After cleaning, encoding, scaling, and splitting the dataset, we now save the processed data to disk. This allows us to reuse these subsets directly in the modeling phase without repeating the preprocessing steps.

We will export the following components as CSV files:

- `X_train.csv` and `X_test.csv`: Feature matrices
- `y_train.csv` and `y_test.csv`: Target vectors

All files will be saved under the `data/processed/` directory.


In [7]:
import os

# Create the output directory if it doesn't exist
os.makedirs("../data/processed", exist_ok=True)

# Save the processed training and test sets
X_train.to_csv("../data/processed/X_train.csv", float_format="%.6f", index=False)
X_test.to_csv("../data/processed/X_test.csv", float_format="%.6f", index=False)
y_train.to_csv("../data/processed/y_train.csv", index=False)
y_test.to_csv("../data/processed/y_test.csv", index=False)

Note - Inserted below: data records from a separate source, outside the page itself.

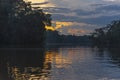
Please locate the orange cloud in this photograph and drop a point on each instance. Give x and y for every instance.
(78, 31)
(49, 28)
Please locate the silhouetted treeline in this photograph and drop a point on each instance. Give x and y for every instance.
(53, 37)
(21, 24)
(109, 35)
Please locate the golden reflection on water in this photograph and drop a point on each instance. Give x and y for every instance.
(53, 59)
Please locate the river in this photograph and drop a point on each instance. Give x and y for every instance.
(62, 63)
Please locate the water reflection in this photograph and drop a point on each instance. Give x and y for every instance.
(23, 64)
(77, 63)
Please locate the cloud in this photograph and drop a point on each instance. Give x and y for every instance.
(81, 16)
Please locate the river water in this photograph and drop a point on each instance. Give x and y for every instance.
(63, 63)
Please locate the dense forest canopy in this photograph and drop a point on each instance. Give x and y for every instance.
(109, 35)
(21, 24)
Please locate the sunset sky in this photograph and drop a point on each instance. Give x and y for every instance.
(80, 16)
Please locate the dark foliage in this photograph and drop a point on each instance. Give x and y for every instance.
(109, 35)
(22, 25)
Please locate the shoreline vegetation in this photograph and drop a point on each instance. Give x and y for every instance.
(20, 24)
(108, 36)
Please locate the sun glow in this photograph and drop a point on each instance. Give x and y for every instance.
(46, 3)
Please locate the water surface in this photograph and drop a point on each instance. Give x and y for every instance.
(64, 63)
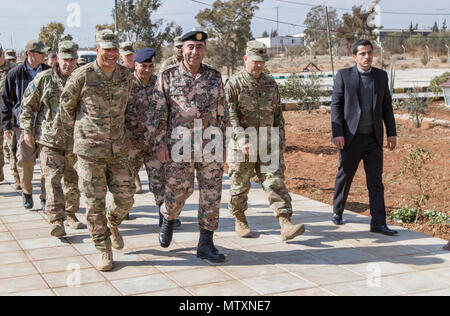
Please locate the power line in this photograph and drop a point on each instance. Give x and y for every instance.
(384, 12)
(321, 29)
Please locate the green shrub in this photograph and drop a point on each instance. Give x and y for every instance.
(306, 91)
(436, 217)
(414, 169)
(435, 84)
(405, 215)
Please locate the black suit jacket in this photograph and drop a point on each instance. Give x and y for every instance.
(346, 108)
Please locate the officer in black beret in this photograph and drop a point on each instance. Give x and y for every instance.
(197, 36)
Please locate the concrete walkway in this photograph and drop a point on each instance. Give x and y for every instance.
(327, 260)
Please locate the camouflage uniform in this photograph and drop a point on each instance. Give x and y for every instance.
(56, 157)
(256, 103)
(7, 66)
(142, 132)
(185, 97)
(93, 110)
(172, 61)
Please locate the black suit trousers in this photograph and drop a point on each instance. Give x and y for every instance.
(363, 147)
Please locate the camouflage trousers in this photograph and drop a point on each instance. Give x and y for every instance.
(10, 148)
(55, 166)
(272, 183)
(2, 158)
(26, 160)
(96, 176)
(155, 172)
(180, 185)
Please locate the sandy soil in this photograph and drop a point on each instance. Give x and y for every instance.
(312, 162)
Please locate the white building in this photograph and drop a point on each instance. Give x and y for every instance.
(282, 41)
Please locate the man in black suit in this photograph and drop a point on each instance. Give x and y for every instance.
(361, 102)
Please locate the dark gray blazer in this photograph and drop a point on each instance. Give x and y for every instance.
(346, 109)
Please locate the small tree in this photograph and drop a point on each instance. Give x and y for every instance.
(306, 91)
(414, 168)
(52, 33)
(416, 107)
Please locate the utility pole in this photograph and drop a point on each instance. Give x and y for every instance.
(448, 54)
(278, 19)
(329, 41)
(116, 18)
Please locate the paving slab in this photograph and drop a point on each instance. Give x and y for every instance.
(327, 260)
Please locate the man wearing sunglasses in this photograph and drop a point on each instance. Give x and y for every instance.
(15, 85)
(178, 54)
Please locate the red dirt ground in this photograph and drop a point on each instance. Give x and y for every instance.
(312, 162)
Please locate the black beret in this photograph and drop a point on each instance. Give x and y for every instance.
(145, 55)
(195, 36)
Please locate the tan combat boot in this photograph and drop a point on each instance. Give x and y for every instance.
(241, 226)
(58, 229)
(288, 230)
(138, 184)
(116, 238)
(105, 260)
(73, 222)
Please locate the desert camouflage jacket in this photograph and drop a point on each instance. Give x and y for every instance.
(255, 103)
(141, 119)
(183, 98)
(93, 110)
(40, 106)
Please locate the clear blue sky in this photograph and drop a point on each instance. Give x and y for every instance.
(21, 20)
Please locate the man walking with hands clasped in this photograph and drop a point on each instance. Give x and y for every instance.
(361, 103)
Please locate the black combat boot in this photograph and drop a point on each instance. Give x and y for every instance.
(166, 233)
(206, 249)
(177, 221)
(27, 200)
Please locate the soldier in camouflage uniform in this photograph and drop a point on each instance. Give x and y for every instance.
(187, 92)
(41, 100)
(178, 54)
(127, 59)
(93, 106)
(5, 66)
(254, 101)
(140, 120)
(10, 55)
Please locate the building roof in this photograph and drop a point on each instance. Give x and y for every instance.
(446, 84)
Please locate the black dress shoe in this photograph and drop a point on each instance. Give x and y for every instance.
(27, 200)
(383, 230)
(166, 233)
(206, 249)
(337, 219)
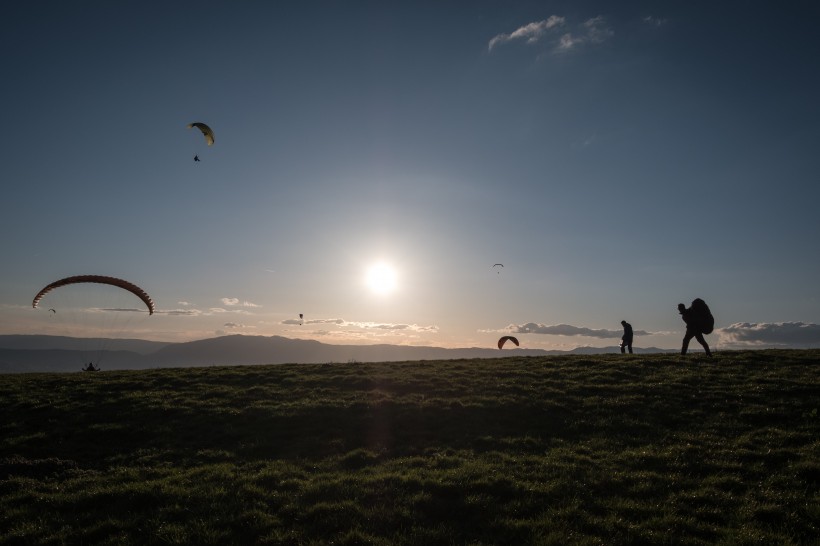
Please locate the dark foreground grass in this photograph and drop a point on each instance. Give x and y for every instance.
(657, 449)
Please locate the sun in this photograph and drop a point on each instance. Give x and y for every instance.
(381, 278)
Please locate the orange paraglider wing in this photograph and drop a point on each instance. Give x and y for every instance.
(206, 131)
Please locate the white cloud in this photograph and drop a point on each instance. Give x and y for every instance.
(654, 21)
(234, 302)
(770, 334)
(593, 31)
(597, 30)
(180, 312)
(569, 330)
(531, 32)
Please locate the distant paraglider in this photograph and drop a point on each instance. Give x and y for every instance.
(206, 131)
(504, 340)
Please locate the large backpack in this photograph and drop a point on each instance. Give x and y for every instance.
(703, 316)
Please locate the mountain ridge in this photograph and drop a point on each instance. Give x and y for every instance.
(61, 354)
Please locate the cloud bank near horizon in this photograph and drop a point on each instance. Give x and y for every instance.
(770, 334)
(364, 325)
(569, 330)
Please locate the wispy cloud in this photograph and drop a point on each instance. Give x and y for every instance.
(654, 21)
(592, 31)
(234, 302)
(770, 334)
(531, 32)
(365, 325)
(568, 330)
(237, 326)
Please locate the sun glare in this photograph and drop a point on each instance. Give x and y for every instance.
(381, 278)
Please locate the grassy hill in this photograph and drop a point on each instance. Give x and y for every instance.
(609, 449)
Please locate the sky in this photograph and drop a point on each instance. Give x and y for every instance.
(616, 158)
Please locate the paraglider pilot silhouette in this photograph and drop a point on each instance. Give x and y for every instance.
(626, 339)
(699, 321)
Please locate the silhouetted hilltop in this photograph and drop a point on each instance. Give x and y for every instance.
(56, 354)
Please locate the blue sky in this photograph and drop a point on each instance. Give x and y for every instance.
(617, 158)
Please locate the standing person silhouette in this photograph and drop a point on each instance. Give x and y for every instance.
(626, 339)
(693, 330)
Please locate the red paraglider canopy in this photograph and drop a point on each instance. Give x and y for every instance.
(100, 279)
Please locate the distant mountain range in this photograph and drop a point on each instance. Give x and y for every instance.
(37, 353)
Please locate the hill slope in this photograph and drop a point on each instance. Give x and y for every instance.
(586, 449)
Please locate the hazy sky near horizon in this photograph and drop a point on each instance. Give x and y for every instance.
(617, 158)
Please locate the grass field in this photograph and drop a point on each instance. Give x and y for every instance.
(615, 449)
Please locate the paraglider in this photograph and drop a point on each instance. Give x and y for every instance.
(206, 132)
(504, 340)
(99, 279)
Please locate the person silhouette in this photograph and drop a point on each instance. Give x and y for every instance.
(626, 339)
(693, 330)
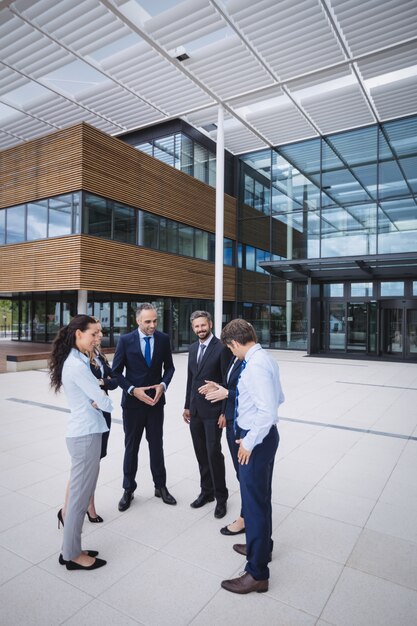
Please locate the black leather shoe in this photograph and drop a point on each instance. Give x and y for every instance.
(201, 501)
(62, 561)
(125, 501)
(225, 531)
(165, 495)
(220, 510)
(97, 563)
(240, 548)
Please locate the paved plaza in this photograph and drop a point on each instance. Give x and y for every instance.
(344, 511)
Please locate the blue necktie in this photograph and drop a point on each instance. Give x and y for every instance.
(148, 351)
(235, 424)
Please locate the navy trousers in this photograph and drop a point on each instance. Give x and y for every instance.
(256, 491)
(151, 421)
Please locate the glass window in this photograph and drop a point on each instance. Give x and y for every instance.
(146, 147)
(37, 215)
(97, 217)
(200, 162)
(150, 230)
(201, 244)
(397, 226)
(60, 218)
(163, 150)
(170, 233)
(348, 230)
(124, 223)
(250, 258)
(392, 288)
(185, 240)
(361, 290)
(212, 169)
(186, 155)
(15, 224)
(228, 252)
(333, 290)
(2, 226)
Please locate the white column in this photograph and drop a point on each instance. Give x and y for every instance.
(82, 301)
(218, 280)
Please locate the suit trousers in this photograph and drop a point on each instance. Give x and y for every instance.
(233, 447)
(256, 491)
(85, 465)
(135, 421)
(206, 437)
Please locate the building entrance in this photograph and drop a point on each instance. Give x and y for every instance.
(351, 327)
(399, 329)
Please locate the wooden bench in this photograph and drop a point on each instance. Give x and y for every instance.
(38, 360)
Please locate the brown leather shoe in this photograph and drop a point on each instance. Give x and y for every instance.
(245, 584)
(241, 549)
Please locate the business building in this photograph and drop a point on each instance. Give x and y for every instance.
(111, 125)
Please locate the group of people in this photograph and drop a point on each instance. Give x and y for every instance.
(232, 383)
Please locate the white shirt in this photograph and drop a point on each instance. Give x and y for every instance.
(259, 397)
(81, 389)
(143, 342)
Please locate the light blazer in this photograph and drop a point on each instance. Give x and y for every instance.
(129, 357)
(211, 368)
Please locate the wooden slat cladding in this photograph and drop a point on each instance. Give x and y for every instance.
(116, 170)
(46, 265)
(83, 262)
(44, 167)
(82, 157)
(123, 268)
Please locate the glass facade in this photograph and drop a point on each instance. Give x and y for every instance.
(108, 219)
(183, 153)
(348, 195)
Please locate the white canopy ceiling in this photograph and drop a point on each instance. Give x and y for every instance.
(284, 70)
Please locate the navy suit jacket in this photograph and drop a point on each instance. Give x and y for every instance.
(129, 357)
(228, 406)
(212, 368)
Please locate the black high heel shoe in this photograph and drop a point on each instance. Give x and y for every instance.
(60, 518)
(94, 520)
(62, 561)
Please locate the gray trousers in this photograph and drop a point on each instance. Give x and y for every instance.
(85, 465)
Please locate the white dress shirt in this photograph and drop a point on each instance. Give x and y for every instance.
(81, 389)
(259, 397)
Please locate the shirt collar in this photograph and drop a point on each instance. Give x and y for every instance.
(252, 351)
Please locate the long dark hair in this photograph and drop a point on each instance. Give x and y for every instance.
(62, 346)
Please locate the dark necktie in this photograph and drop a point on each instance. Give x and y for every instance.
(200, 356)
(148, 351)
(235, 425)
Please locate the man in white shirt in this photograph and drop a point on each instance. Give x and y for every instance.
(259, 395)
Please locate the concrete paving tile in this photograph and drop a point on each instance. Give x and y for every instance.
(337, 505)
(387, 557)
(36, 597)
(319, 535)
(301, 579)
(163, 591)
(362, 599)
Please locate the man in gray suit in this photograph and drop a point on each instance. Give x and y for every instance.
(206, 361)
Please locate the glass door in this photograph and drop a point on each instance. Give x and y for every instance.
(357, 327)
(411, 334)
(336, 326)
(392, 331)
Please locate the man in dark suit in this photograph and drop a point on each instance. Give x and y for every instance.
(205, 362)
(143, 354)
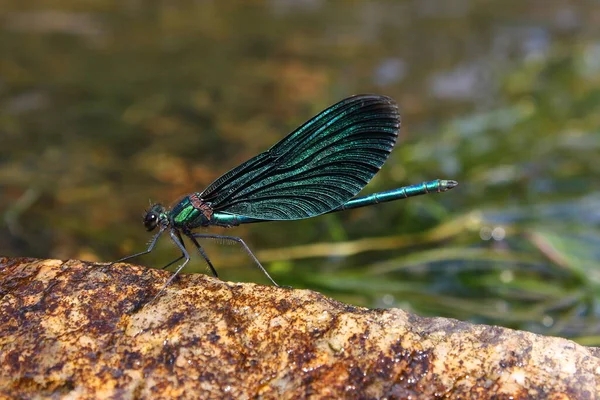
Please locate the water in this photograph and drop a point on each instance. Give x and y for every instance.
(105, 106)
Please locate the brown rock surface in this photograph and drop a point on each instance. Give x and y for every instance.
(75, 330)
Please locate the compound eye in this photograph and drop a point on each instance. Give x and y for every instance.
(150, 220)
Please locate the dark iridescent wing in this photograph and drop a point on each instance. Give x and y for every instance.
(314, 169)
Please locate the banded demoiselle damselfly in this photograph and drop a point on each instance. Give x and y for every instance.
(316, 169)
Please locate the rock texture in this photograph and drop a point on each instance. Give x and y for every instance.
(80, 330)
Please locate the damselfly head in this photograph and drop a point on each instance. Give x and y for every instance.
(154, 216)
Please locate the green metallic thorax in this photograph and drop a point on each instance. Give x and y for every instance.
(191, 212)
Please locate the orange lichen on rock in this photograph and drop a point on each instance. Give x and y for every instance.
(81, 330)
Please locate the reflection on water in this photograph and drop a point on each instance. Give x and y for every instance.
(106, 105)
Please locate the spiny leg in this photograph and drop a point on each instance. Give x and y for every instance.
(238, 240)
(150, 248)
(179, 244)
(202, 253)
(180, 257)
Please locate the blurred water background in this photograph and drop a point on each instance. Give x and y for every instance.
(107, 104)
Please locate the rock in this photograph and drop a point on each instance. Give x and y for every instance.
(82, 330)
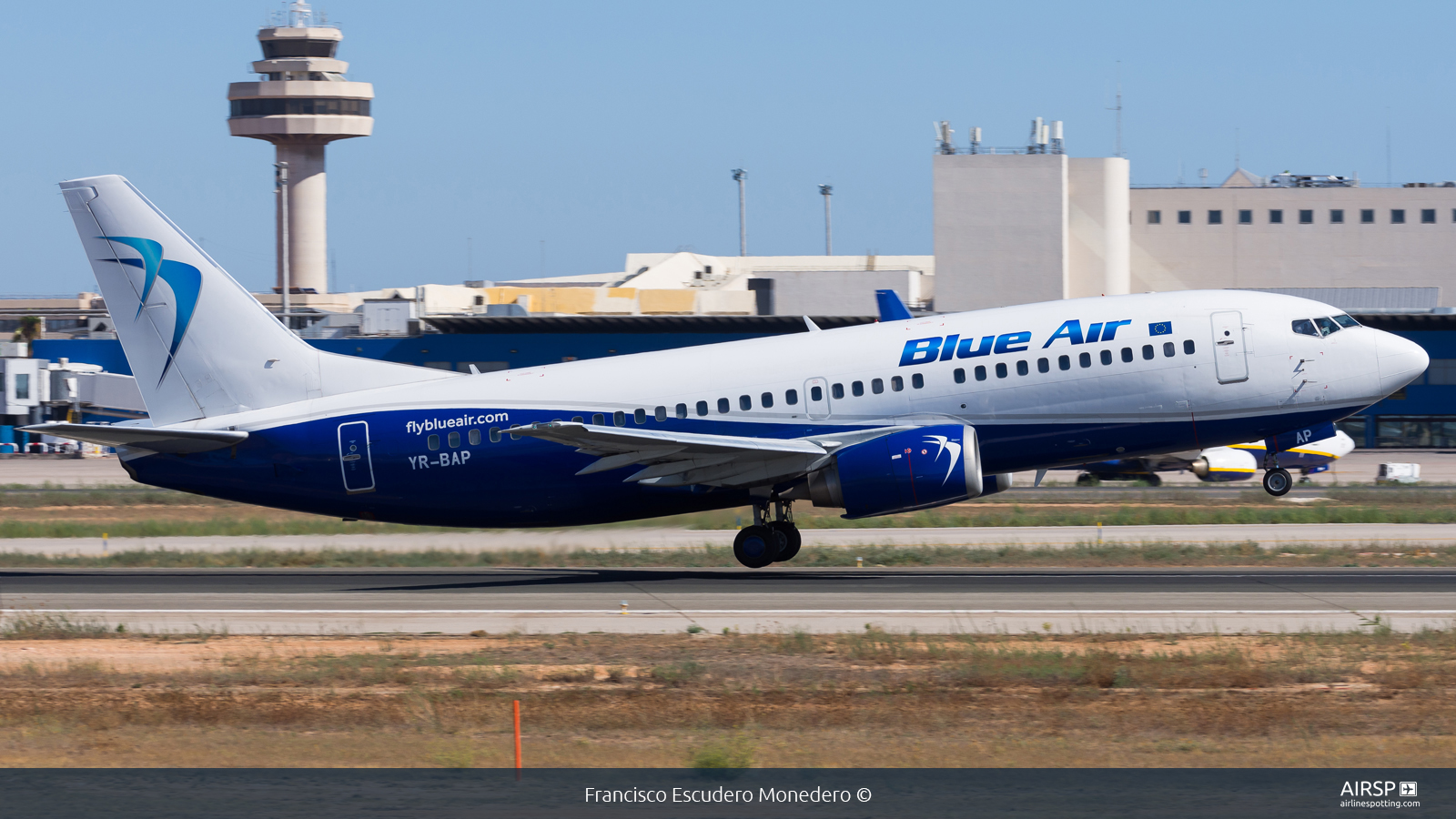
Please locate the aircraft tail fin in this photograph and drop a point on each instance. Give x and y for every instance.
(197, 341)
(890, 307)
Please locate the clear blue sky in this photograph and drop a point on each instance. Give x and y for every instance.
(606, 128)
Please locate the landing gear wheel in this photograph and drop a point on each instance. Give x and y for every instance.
(1278, 481)
(791, 540)
(756, 547)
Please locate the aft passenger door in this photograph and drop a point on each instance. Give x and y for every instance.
(815, 398)
(1229, 360)
(354, 460)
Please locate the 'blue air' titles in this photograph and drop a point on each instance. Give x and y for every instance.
(946, 347)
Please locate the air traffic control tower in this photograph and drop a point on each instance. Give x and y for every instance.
(303, 106)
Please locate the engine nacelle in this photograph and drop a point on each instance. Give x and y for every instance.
(1225, 464)
(903, 471)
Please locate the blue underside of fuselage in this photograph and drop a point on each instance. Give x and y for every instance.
(535, 482)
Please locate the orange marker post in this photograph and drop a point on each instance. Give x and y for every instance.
(516, 705)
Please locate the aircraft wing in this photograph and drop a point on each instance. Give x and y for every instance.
(157, 439)
(679, 460)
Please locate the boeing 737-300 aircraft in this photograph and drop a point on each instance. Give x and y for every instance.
(890, 417)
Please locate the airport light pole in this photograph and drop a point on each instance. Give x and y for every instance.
(829, 227)
(739, 175)
(281, 187)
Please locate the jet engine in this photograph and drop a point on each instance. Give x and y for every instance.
(905, 471)
(1223, 464)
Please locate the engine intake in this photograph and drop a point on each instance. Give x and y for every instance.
(905, 471)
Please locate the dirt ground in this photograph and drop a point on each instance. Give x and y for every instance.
(786, 700)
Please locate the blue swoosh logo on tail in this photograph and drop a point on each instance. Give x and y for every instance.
(184, 280)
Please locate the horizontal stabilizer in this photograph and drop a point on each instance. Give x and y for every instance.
(179, 442)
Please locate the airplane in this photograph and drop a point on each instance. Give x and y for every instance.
(895, 416)
(1220, 464)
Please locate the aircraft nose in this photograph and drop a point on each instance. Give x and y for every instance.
(1398, 360)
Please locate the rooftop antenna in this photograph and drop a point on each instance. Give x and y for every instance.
(740, 175)
(944, 137)
(829, 230)
(1118, 109)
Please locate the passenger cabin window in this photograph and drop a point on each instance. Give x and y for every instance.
(1305, 327)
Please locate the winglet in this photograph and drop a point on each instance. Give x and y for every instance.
(892, 308)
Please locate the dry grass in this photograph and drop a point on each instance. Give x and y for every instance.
(858, 700)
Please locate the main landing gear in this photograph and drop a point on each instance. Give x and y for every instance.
(1278, 481)
(768, 541)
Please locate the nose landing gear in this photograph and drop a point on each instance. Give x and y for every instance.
(768, 541)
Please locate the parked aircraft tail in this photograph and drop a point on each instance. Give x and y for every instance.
(197, 341)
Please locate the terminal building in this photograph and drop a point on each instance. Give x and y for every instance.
(1011, 225)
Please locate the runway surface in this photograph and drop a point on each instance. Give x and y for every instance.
(778, 599)
(1269, 535)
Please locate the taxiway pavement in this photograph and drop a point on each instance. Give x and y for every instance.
(776, 599)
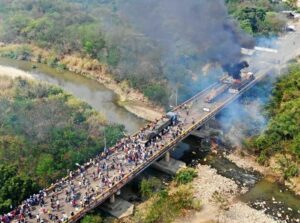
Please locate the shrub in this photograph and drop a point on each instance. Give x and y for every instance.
(148, 186)
(185, 176)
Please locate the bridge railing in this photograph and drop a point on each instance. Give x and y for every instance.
(100, 198)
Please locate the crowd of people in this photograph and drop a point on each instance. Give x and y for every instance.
(95, 178)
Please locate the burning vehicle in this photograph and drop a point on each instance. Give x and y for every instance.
(232, 82)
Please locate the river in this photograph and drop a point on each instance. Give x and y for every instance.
(276, 199)
(95, 94)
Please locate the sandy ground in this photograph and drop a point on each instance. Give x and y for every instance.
(209, 183)
(248, 162)
(13, 72)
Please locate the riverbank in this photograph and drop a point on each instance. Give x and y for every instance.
(271, 171)
(131, 99)
(218, 196)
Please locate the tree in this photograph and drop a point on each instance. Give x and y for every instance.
(14, 187)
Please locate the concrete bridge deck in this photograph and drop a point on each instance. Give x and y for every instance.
(97, 191)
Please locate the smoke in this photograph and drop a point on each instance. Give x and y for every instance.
(189, 34)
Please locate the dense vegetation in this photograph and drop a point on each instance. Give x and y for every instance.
(282, 135)
(91, 29)
(43, 133)
(259, 17)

print("✅ Processed data successfully exported.")

✅ Processed data successfully exported.


## 📌 Summary and Next Steps <a id="summary-and-next-steps"></a>

In this notebook, we prepared the Breast Cancer Wisconsin dataset for machine learning by performing the following steps:

- 🧹 Removed irrelevant columns (`id`, `Unnamed: 32`)
- 🏷️ Encoded the `diagnosis` variable into a binary `target` column
- 📏 Scaled all numerical features using `StandardScaler`
- 🔀 Split the dataset into training and test sets (80/20), preserving class balance with `stratify=y`
- 💾 Exported all processed data subsets for reuse in future modeling

---

### 🚀 Next Steps

In the next notebook, we will:

- Load the processed data
- Train and evaluate several classification models (e.g., Logistic Regression, Random Forest, etc.)
- Compare their performance using cross-validation and metrics such as accuracy, precision, recall, and ROC-AUC

We are now ready to begin the modeling phase of the project.